Écoles d’ingénieurs et Masters
Pour les métiers d’ingénieur et de cadre, un diplôme Bac+5 est généralement requis. Plusieurs voies d’excellence existent en France :
Les écoles d’ingénieurs spécialisées :
- ISAE-SUPAERO (Toulouse) : référence mondiale en formation aéronautique
- ENAC (Toulouse) : école nationale de l’aviation civile
- ESTACA (Paris, Laval) : spécialisée en transports
- IPSA (Paris, Toulouse) : école d’ingénieurs de l’air et de l’espace
- ENSMA (Poitiers) : mécanique et aérotechnique
Les écoles généralistes avec option aéronautique :
- Arts et Métiers ParisTech
- Centrale Lyon, Nantes ou Lille
- Mines, Ponts, Polytechnique
- INSA Toulouse
Les Masters universitaires :
- Master Mécanique spécialité aéronautique et spatial
- Master Ingénierie des Systèmes Complexes
- Master Matériaux pour l’aéronautique
L’accès à ces formations se fait sur concours après classes préparatoires, sur dossier après un DUT/BUT, ou en admission parallèle. De nombreuses écoles proposent également la formation par apprentissage, particulièrement appréciée des employeurs du secteur.
Formations continues et certifications professionnelles
Pour les professionnels en reconversion ou souhaitant évoluer, plusieurs dispositifs existent :
- Titre professionnel Technicien aéronautique : accessible via la formation continue
- Licences PART-66 : certifications européennes obligatoires pour certifier les aéronefs
- Formations qualifiantes : composites, usinage, contrôle non destructif
- VAE : validation des acquis de l’expérience pour obtenir un diplôme
Les OPCO (opérateurs de compétences) et les branches professionnelles du secteur accompagnent financièrement ces parcours de formation.
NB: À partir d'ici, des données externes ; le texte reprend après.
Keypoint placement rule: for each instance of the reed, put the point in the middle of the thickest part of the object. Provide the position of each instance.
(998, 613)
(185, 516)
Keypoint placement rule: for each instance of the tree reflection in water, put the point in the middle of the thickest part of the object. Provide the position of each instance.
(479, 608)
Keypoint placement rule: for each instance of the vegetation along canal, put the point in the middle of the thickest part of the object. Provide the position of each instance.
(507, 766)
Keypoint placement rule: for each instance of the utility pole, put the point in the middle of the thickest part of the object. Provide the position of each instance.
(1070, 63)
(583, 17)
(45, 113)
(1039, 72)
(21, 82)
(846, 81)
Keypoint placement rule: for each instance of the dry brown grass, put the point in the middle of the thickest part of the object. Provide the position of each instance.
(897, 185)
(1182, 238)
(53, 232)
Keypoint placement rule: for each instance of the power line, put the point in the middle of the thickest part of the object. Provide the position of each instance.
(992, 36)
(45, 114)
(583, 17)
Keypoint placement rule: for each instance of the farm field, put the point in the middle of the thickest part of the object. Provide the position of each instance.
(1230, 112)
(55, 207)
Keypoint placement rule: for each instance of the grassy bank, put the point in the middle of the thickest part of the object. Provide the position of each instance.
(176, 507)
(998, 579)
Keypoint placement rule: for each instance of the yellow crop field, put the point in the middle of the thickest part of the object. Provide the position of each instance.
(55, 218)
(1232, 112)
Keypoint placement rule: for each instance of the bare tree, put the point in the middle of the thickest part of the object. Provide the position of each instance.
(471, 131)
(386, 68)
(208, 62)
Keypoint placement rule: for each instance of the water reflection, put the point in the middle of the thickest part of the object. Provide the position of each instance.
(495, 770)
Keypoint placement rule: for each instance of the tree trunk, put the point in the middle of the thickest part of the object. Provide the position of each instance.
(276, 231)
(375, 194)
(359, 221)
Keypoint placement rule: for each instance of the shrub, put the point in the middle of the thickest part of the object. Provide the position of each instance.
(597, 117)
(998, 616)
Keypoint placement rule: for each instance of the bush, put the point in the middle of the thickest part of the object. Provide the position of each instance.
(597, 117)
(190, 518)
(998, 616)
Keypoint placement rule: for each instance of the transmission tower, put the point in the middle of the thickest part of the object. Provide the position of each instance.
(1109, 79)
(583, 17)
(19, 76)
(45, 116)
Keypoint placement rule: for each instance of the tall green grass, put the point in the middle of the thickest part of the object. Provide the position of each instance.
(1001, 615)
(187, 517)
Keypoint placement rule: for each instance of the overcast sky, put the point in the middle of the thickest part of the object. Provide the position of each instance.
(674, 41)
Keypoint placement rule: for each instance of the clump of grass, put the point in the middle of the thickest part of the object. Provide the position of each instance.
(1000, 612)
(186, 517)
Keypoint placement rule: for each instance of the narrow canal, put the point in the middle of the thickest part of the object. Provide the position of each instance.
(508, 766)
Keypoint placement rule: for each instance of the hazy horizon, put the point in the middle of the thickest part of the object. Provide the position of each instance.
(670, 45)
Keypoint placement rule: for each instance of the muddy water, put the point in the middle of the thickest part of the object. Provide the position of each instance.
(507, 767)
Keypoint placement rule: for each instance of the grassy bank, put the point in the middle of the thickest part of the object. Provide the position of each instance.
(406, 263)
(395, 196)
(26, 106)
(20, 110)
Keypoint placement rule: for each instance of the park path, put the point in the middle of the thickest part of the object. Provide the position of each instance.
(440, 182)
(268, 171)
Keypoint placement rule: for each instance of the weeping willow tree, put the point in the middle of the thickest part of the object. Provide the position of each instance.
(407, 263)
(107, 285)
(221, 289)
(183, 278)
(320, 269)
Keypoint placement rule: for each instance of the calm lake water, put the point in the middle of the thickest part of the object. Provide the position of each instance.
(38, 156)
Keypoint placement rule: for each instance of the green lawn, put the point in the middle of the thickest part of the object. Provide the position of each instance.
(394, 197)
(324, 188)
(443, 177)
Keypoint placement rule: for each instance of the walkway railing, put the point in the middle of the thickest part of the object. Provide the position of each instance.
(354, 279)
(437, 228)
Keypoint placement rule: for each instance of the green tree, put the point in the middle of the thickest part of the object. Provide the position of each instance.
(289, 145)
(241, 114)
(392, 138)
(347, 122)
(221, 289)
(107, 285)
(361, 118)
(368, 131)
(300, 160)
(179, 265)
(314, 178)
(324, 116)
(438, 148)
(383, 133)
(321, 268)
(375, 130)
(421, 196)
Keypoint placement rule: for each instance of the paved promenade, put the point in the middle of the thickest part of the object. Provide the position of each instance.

Grille de salaires dans l’aéronautique en 2026
Les salaires dans l’aéronautique sont généralement attractifs, reflétant le niveau de qualification requis et l’exigence des métiers. Voici un panorama détaillé des rémunérations pratiquées en 2026 selon les métiers et l’expérience.
Salaires des techniciens et opérateurs
Les métiers techniques de production et de maintenance offrent des salaires évolutifs :
- Opérateur de production débutant : 1 800 à 2 100 € brut/mois
- Technicien aéronautique junior (0-3 ans) : 2 000 à 2 400 € brut/mois
- Technicien confirmé (3-7 ans) : 2 400 à 3 000 € brut/mois
- Technicien senior/expert (7+ ans) : 3 000 à 3 800 € brut/mois
- Chef d’équipe : 3 200 à 4 000 € brut/mois
Ces salaires peuvent être complétés par des primes (équipe, production, qualité) et des avantages sociaux (intéressement, participation, mutuelle). Le travail posté (2×8 ou 3×8) donne droit à des majorations salariales significatives.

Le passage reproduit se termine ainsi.